Eleições na França

Beneficiado por “vácuo” na UE e guerra, Macron ganha força contra extrema direita e esquerda

Na busca por segundo mandato; atual presidente espera entre Le Pen e Mélenchon o provável candidato de segundo turno

Brasil de Fato | São Paulo (SP) |
Marine Le Pen em evento da eleição em Perpignan, sul da França - Lionel Bonaventure / AFP

O atual presidente da França, Emmanuel Macron, viu sua vantagem nas pesquisas de opinião para as próximas eleições presidenciais encolher, mas chega no pleito deste domingo (10) como líder nas intenções de voto. O seu concorrente em um provável segundo turno, todavia, é incerto, com Marine Le Pen e Jean-Luc Mélenchon buscando ocupar essa posição. 

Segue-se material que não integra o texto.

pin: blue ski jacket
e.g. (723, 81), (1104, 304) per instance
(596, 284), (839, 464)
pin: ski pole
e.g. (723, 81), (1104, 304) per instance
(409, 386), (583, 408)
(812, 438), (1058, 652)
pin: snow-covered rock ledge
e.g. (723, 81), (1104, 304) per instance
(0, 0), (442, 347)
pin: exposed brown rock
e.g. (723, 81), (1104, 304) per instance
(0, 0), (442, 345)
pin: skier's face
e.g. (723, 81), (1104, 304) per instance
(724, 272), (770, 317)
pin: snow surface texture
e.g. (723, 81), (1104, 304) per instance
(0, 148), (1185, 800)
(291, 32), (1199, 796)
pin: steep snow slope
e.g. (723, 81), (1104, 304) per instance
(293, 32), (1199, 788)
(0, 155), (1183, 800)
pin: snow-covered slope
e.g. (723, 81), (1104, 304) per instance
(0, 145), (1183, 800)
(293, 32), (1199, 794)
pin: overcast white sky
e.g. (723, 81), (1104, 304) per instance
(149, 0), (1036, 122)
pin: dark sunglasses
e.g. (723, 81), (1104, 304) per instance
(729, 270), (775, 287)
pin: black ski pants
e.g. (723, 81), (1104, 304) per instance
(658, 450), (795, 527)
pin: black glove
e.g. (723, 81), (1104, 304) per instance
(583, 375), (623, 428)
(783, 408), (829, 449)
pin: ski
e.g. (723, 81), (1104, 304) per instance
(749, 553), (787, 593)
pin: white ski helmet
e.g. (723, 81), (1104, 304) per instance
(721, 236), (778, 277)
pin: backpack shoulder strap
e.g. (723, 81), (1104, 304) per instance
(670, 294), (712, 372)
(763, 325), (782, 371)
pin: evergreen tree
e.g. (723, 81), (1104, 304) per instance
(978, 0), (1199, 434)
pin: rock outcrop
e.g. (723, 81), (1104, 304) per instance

De acordo com pesquisa da IFOP, Macron tem 27% das intenções de voto, enquanto Le Pen tem 24% e o esquerdista Mélenchon tem 18%. Quando nenhum candidato alcança mais de 50% das intenções de voto, a França realiza um segundo turno, previsto para 24 de abril.

Cerca de 20% dos eleitores ainda afirmam estar indecisos. Os índices de abstenção também são consideráveis e podem ser superiores a 30% do eleitorado, o que contribui para a imprevisibilidade do quadro.

Eleito em 2017 com a promessa de transformar a França em uma "nação startup", Macron busca agora a reeleição com dados favoráveis na economia. O PIB cresceu 7% em 2021, na comparação com 2020, e o índice de desemprego é o menor em 45 anos: 12,6%. A oposição, todavia, questiona os números e diz que parte considerável dessas vagas são de baixa remuneração.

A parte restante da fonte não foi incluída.